Críticas a norte Ao canal nortenho e ao dirigente social-democrata, juntou-se ainda Rui Pinto, o famoso hacker responsável pelo polémico caso Football Leaks, partiu também para o Twitter para criticar a escolha de Pedro Adão e Silva. “O verdadeiro tacho, um desperdício de recursos, uma imoralidade! Durante 5 anos, 6 meses e 24 dias, Pedro Adão e Silva vai usufruir das melhores regalias que o Estado tem para oferecer. Isto para organizar as celebrações do 50º aniversário do 25 de Abril”, disparou, não deixando ponta de dúvida da sua discordância com esta nomeação. “Sem dúvida que estes senhores têm muito para celebrar, a bazuca europeia está para chegar”, acrescentou ainda Rui Pinto.
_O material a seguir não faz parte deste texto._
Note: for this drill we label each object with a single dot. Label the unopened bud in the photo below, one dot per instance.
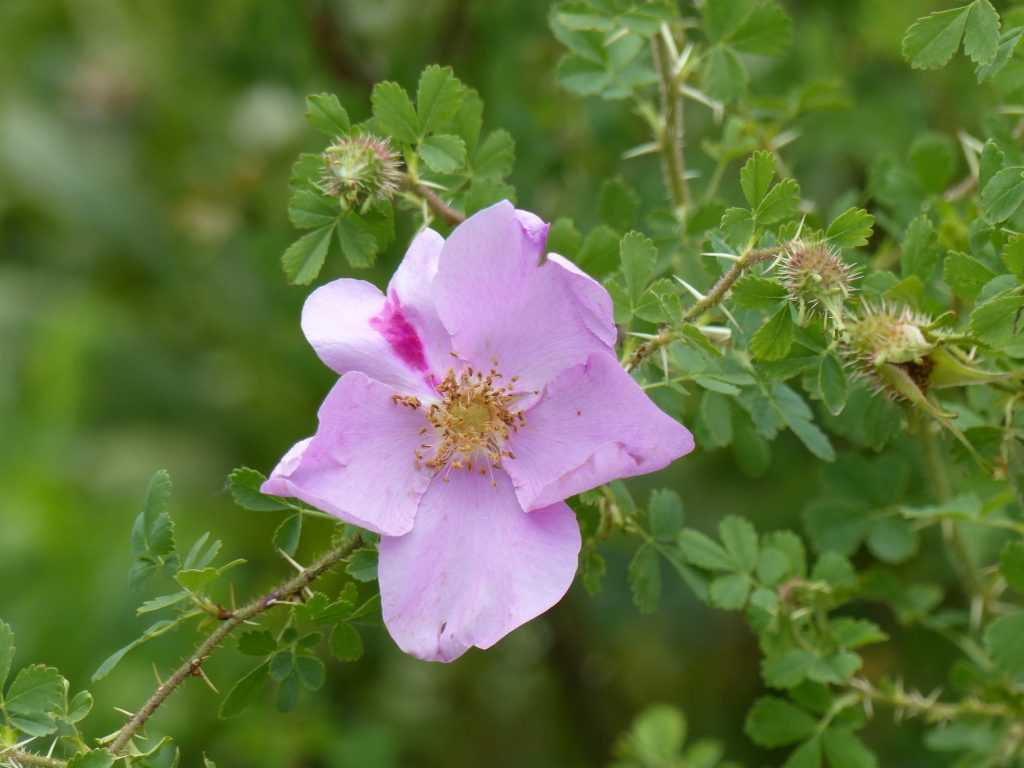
(360, 170)
(816, 278)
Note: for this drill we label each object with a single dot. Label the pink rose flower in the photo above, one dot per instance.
(475, 396)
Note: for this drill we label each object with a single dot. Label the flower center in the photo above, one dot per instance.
(470, 424)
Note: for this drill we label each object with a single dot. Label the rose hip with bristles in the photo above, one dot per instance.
(360, 170)
(815, 275)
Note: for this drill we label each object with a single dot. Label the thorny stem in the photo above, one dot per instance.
(914, 704)
(671, 134)
(192, 667)
(711, 300)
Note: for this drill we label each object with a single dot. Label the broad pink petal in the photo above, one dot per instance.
(594, 300)
(475, 566)
(502, 301)
(359, 465)
(396, 339)
(592, 424)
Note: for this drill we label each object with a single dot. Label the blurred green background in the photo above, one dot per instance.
(144, 323)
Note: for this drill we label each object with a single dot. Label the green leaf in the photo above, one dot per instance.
(93, 759)
(245, 483)
(6, 652)
(1013, 255)
(755, 292)
(154, 630)
(740, 542)
(437, 99)
(716, 419)
(786, 670)
(981, 37)
(617, 204)
(154, 531)
(645, 579)
(304, 258)
(724, 76)
(1011, 563)
(34, 697)
(564, 239)
(656, 736)
(196, 580)
(326, 114)
(773, 565)
(469, 120)
(638, 256)
(931, 41)
(774, 339)
(892, 540)
(833, 384)
(737, 226)
(781, 202)
(852, 228)
(393, 113)
(965, 274)
(80, 707)
(844, 750)
(310, 671)
(363, 564)
(242, 692)
(1003, 639)
(346, 643)
(583, 76)
(359, 240)
(665, 514)
(998, 322)
(767, 30)
(920, 255)
(797, 416)
(496, 156)
(854, 633)
(289, 534)
(443, 153)
(257, 643)
(730, 592)
(775, 722)
(308, 209)
(756, 177)
(808, 755)
(704, 552)
(1004, 194)
(600, 251)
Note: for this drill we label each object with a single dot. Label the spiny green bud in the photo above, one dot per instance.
(816, 276)
(360, 170)
(880, 334)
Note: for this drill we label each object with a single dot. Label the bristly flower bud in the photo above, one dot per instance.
(360, 170)
(884, 334)
(816, 276)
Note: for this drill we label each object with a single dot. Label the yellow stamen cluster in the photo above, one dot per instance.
(470, 424)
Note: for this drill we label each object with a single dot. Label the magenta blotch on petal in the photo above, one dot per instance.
(476, 395)
(397, 339)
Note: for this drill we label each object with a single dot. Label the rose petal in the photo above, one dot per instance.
(396, 339)
(501, 303)
(359, 466)
(593, 424)
(474, 567)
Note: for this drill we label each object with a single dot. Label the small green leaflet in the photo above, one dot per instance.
(932, 40)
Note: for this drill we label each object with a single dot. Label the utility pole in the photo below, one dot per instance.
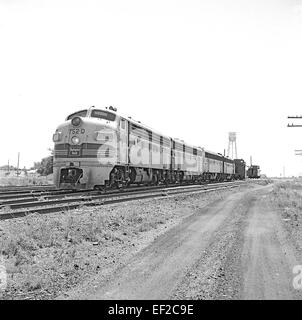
(232, 145)
(18, 164)
(297, 152)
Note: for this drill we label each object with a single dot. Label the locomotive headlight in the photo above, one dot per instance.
(56, 137)
(76, 121)
(75, 140)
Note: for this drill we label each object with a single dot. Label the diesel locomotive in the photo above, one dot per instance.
(99, 148)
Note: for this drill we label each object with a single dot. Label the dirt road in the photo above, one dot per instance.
(234, 249)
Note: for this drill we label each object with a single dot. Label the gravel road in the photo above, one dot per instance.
(235, 248)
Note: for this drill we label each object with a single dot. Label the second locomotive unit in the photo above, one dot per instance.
(97, 148)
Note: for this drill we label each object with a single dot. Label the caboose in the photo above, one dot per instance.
(99, 148)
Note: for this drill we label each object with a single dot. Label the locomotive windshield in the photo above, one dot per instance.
(103, 115)
(81, 113)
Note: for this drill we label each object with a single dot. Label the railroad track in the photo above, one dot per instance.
(57, 203)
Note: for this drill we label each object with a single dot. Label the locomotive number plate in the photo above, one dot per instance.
(74, 152)
(77, 131)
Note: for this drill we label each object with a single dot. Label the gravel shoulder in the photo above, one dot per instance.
(235, 248)
(232, 244)
(48, 256)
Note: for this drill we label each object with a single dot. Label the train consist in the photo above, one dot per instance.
(253, 172)
(99, 148)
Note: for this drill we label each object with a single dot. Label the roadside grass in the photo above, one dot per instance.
(47, 255)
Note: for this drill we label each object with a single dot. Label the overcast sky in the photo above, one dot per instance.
(192, 69)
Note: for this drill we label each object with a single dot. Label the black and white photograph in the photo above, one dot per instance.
(151, 151)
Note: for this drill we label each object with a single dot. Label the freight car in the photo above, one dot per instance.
(239, 169)
(253, 172)
(97, 148)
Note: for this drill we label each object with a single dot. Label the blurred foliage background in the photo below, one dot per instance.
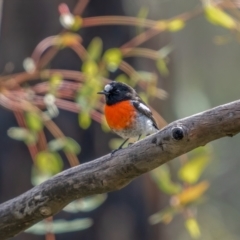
(186, 61)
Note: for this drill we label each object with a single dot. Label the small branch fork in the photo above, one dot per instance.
(112, 172)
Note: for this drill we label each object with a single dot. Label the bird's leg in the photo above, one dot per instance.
(120, 147)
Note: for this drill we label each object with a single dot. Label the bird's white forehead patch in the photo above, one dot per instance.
(108, 88)
(144, 107)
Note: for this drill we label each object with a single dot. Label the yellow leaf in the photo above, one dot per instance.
(175, 25)
(190, 194)
(67, 39)
(216, 16)
(161, 25)
(192, 226)
(191, 171)
(49, 162)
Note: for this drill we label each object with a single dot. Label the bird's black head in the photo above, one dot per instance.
(116, 92)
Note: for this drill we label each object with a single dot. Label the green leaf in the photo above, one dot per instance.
(162, 67)
(49, 162)
(90, 68)
(38, 177)
(60, 226)
(175, 25)
(71, 146)
(193, 228)
(191, 171)
(34, 121)
(84, 120)
(113, 58)
(162, 177)
(217, 16)
(95, 48)
(147, 76)
(86, 204)
(165, 216)
(142, 14)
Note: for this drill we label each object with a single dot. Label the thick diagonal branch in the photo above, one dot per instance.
(110, 173)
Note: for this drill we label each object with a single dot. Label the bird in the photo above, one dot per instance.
(126, 113)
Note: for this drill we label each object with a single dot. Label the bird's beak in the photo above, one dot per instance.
(103, 92)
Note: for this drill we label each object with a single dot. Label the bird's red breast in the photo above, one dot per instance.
(120, 115)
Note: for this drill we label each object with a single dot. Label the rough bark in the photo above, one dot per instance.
(112, 172)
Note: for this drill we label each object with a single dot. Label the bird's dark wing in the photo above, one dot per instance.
(142, 108)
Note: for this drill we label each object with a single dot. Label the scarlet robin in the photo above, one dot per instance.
(126, 113)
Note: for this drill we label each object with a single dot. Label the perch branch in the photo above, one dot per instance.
(109, 173)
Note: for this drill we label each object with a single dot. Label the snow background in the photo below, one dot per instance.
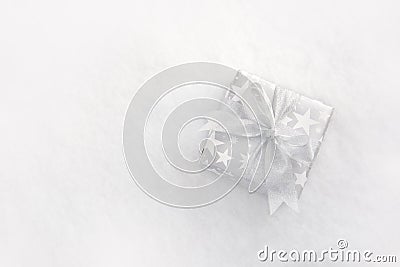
(68, 71)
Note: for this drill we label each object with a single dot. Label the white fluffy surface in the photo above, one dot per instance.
(69, 70)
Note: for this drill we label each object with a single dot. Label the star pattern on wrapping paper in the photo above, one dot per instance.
(285, 120)
(224, 157)
(301, 178)
(211, 143)
(243, 161)
(304, 121)
(324, 116)
(287, 195)
(238, 90)
(234, 139)
(210, 126)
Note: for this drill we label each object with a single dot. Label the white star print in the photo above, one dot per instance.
(210, 126)
(243, 161)
(304, 121)
(301, 178)
(224, 157)
(234, 139)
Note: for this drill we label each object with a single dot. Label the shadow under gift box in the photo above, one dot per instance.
(262, 130)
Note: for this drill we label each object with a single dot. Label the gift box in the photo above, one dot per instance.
(267, 135)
‘Chicão’ e Ventura atacam A nomeação do comentador chamou ainda a atenção de Francisco Rodrigues dos Santos, líder do CDS-PP, que emitiu um comunicado onde classificou a escolha como “um insulto para os portugueses”. “Num momento em que o país se vê a braços com uma grave crise económica […] o Governo não olha a meios para promover um dos protegidos do ‘socialistão’, amplamente conhecido enquanto porta-voz da propaganda socialista e comentador da bola, e oferece-lhe um cargo durante seis anos pago a peso de ouro e recheado de mordomias”. O líder centrista exigiu ainda a António Costa que “escolha outra pessoa, de preferência com indiscutível currículo para a função, reduza drasticamente os custos e a duração desta comissão… e tenha respeito pelos portugueses”.

Já André Ventura, líder do Chega, também fez público o seu desagrado com a situação. Através da sua conta no Twitter, Ventura visou Adão e Silva, “esse comentador independente de coração socialista”, que, acusa, “acabou por ver recompensada a subserviência a António Costa em tantos programas televisivos”.

O i contactou o BE, o PS e o PCP sobre o assunto, mas não obteve qualquer resposta até ao momento.